Military sexual assault reform is slow going, but that’s the plan

MC2 Monica Strickler
·3 min read

It’s been a year since the Defense Department launched an implementation road map for more than 80 projects intended to reform the way the services prevent and respond to sexual assault. Very little concrete change has been made, but there are reasons for that.

One is that the road map is intentionally incremental and methodical. The other is that delayed funding slowed down some of the first steps.

“Getting this right requires we move on expeditiously as possible to implement change, while also ensuring we do not rush to failure,” Gil Cisneros, the Pentagon’s personnel chief, said Wednesday during a House Armed Services Committee hearing. “If we improperly rush now, we will not be able to pick up the pieces and establish trust with our service members again.”

The first order of business has been to hire civilian professionals to run unit prevent and response, including training programs and advocacy for survivors who report their assaults.

The Air Force Department, which includes both the Air Force and Space Force, anticipates hiring 227 prevention staff by next fall, Air Force Under Secretary Gina Jones told the panel.

The Navy hopes to have 82 in place on the same timeline, but at least 225 by the end of fiscal year 2025, Under Secretary Erik Raven said.

The Army, by far the largest service, plans to have 81 in place a year from now, Under Secretary Gabe Camarillo said.

The military’s sexual assault problem is only getting worse

There have been some delays in getting all of those staff hired, service officials said, because of congressional funding holdups.

“The thing that will help us achieve that, is to ensure that we have the funding,” Cisneros said. “An appropriations bill ... that will help us build the infrastructure, help us, you know, build the professional workforce that we need. That’ll help us achieve that goal and be able to get it done sooner.”

The centerpiece of the overhaul is an independent counsel’s office for sexual assault cases, which the department planned for a final implementation deadline in 2027, but Congress mandated by Dec. 28, 2023, in the 2022 National Defense Authorization Act.

The Air Force Department currently has 19 special victims prosecutors that will be moved to the new independent office, Jones told lawmakers. There, they will have decision-making power over charging and trying suspects, taking the process out of unit commanders’ hands.

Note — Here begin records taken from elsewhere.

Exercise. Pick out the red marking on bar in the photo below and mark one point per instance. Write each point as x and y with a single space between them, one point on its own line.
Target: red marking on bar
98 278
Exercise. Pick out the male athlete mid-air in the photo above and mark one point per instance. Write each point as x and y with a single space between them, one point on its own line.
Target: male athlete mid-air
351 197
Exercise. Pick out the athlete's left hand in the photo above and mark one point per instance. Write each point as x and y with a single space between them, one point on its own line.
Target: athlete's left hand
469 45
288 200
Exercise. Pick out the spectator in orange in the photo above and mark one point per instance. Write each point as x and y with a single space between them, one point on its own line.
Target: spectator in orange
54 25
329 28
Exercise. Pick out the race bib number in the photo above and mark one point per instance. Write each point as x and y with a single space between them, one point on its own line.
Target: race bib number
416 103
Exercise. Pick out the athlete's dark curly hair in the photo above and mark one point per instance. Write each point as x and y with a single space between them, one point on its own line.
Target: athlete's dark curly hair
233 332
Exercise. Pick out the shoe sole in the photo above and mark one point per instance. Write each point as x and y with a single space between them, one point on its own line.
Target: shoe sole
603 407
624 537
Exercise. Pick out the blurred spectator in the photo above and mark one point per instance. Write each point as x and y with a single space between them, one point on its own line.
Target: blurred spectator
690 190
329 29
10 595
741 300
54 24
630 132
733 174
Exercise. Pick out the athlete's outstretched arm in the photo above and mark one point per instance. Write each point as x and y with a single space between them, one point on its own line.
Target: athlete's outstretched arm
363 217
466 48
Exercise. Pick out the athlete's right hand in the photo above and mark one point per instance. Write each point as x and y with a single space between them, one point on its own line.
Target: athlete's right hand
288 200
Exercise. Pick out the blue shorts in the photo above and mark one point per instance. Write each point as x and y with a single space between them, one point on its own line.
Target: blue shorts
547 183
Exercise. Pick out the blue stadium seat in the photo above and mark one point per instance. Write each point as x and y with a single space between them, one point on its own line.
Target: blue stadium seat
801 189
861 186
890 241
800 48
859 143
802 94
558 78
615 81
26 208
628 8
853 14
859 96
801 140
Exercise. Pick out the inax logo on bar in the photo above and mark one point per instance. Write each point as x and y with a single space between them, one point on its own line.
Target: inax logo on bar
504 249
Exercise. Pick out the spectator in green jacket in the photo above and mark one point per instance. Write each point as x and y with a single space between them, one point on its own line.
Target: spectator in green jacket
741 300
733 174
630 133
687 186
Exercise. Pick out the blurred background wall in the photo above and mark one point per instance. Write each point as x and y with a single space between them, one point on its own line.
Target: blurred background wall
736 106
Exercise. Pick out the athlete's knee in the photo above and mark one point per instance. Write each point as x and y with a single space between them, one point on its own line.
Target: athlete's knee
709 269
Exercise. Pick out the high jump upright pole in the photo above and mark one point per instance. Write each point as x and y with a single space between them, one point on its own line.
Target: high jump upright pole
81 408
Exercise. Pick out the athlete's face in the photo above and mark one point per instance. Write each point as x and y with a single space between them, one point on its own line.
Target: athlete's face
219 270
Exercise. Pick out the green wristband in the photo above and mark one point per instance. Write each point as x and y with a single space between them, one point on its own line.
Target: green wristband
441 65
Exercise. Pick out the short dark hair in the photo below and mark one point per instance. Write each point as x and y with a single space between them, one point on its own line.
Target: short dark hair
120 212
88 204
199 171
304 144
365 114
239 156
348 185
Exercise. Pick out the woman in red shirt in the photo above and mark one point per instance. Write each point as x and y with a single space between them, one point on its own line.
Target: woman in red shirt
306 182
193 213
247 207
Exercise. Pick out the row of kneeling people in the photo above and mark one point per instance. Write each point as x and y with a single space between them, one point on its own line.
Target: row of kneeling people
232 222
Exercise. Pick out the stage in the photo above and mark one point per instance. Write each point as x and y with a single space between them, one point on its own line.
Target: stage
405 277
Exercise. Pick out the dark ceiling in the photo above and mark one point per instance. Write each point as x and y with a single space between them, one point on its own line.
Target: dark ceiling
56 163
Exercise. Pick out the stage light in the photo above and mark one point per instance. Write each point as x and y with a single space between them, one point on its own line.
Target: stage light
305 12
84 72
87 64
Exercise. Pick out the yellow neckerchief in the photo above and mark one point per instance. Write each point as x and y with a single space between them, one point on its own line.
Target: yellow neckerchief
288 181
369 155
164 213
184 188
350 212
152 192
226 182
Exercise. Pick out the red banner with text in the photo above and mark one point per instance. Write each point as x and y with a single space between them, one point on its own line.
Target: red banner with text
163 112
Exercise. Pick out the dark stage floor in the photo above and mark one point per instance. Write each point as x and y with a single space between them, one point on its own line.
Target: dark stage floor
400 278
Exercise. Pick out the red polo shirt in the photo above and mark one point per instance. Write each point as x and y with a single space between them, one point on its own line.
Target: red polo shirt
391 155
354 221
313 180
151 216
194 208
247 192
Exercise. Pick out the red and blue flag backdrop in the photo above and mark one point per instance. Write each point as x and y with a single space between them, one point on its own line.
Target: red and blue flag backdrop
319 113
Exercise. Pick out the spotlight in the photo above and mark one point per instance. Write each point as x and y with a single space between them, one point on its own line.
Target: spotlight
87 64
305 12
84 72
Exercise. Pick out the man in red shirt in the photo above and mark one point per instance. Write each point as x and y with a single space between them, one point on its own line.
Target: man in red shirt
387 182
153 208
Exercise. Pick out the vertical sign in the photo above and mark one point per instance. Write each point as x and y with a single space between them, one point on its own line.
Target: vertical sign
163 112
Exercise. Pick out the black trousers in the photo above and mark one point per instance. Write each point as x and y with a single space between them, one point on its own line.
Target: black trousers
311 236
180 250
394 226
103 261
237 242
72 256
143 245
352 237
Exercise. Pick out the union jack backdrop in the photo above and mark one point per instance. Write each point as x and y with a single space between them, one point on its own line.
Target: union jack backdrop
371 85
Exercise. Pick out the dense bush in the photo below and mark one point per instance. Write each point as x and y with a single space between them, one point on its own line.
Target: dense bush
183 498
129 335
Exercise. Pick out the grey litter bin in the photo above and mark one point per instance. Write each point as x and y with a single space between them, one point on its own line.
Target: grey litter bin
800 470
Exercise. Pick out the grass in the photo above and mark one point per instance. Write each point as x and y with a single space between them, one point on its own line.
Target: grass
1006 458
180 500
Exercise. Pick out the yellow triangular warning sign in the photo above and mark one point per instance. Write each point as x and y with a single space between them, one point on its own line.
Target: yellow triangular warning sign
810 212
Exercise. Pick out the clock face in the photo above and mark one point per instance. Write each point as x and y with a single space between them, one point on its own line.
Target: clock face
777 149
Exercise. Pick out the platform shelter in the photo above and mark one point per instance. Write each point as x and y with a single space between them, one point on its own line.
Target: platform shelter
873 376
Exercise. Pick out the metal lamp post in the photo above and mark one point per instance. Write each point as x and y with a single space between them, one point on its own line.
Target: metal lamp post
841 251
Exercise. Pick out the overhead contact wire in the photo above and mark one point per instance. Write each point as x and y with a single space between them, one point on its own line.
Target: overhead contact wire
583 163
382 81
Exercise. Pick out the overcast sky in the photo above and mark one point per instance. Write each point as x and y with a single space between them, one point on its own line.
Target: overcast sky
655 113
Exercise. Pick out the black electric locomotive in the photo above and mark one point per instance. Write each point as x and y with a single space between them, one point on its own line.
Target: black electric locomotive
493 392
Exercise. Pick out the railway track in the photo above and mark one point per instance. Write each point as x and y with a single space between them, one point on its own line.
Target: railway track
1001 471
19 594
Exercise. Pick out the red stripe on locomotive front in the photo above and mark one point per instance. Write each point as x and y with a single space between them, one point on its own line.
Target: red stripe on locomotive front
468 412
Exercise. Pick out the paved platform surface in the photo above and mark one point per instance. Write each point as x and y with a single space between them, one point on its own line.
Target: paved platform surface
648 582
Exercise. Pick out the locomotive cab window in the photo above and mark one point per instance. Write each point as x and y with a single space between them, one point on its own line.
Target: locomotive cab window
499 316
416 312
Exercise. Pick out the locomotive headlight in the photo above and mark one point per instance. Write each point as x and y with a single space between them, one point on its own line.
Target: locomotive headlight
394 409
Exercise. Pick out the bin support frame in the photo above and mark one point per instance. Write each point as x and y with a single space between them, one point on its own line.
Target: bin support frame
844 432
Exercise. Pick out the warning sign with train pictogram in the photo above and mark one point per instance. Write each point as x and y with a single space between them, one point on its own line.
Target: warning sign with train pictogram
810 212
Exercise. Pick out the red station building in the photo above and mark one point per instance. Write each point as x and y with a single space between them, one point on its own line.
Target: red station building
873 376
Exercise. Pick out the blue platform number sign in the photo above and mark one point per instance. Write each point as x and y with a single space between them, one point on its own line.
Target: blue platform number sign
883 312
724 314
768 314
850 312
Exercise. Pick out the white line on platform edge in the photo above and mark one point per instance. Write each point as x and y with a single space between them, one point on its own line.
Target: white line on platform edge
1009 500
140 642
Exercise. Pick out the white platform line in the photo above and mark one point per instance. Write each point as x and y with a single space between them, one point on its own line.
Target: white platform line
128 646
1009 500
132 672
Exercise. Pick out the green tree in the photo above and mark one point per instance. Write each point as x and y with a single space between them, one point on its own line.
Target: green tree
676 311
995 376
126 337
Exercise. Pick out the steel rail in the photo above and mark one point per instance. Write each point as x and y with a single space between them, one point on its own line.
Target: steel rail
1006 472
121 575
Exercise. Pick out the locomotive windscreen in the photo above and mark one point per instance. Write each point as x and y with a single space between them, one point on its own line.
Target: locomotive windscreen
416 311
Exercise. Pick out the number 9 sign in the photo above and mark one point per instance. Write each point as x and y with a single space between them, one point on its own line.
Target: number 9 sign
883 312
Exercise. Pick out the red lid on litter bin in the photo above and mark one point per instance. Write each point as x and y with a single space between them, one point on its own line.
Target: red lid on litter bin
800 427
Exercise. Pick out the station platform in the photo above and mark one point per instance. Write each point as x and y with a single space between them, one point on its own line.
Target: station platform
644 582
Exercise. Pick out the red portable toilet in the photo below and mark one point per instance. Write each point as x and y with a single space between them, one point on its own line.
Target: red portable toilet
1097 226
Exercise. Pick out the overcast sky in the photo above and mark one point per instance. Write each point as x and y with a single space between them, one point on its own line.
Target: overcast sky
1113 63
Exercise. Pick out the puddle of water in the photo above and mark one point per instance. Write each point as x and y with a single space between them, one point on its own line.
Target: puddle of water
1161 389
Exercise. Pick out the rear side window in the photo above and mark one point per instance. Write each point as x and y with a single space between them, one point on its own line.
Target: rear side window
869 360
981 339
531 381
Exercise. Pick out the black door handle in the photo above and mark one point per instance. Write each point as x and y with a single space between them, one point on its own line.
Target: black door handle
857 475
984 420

By December 2023, she added, the department expects to have 32 independently trained prosecutors.

There are about a dozen currently practicing between the Navy and Marine Corps currently, Raven said. In the Army, Camarillo said, there are 29.

Baked into the effort are success metrics, a list of which were due to Hicks back in May. DoD has decided not to release those publicly, Army Maj. Charlie Dietz, a Pentagon spokesman, told Military Times on Wednesday.

The department intends to have its reforms fully implemented by 2028.

In the meantime, the services are facing an ever-worsening sexual assault problem. Sexual assault reports jumped 13% between 2020 and 2021, with an all-time high of 13% of women experiencing unwanted sexual contact, only 20% of assault reported and record low confidence in the military justice system.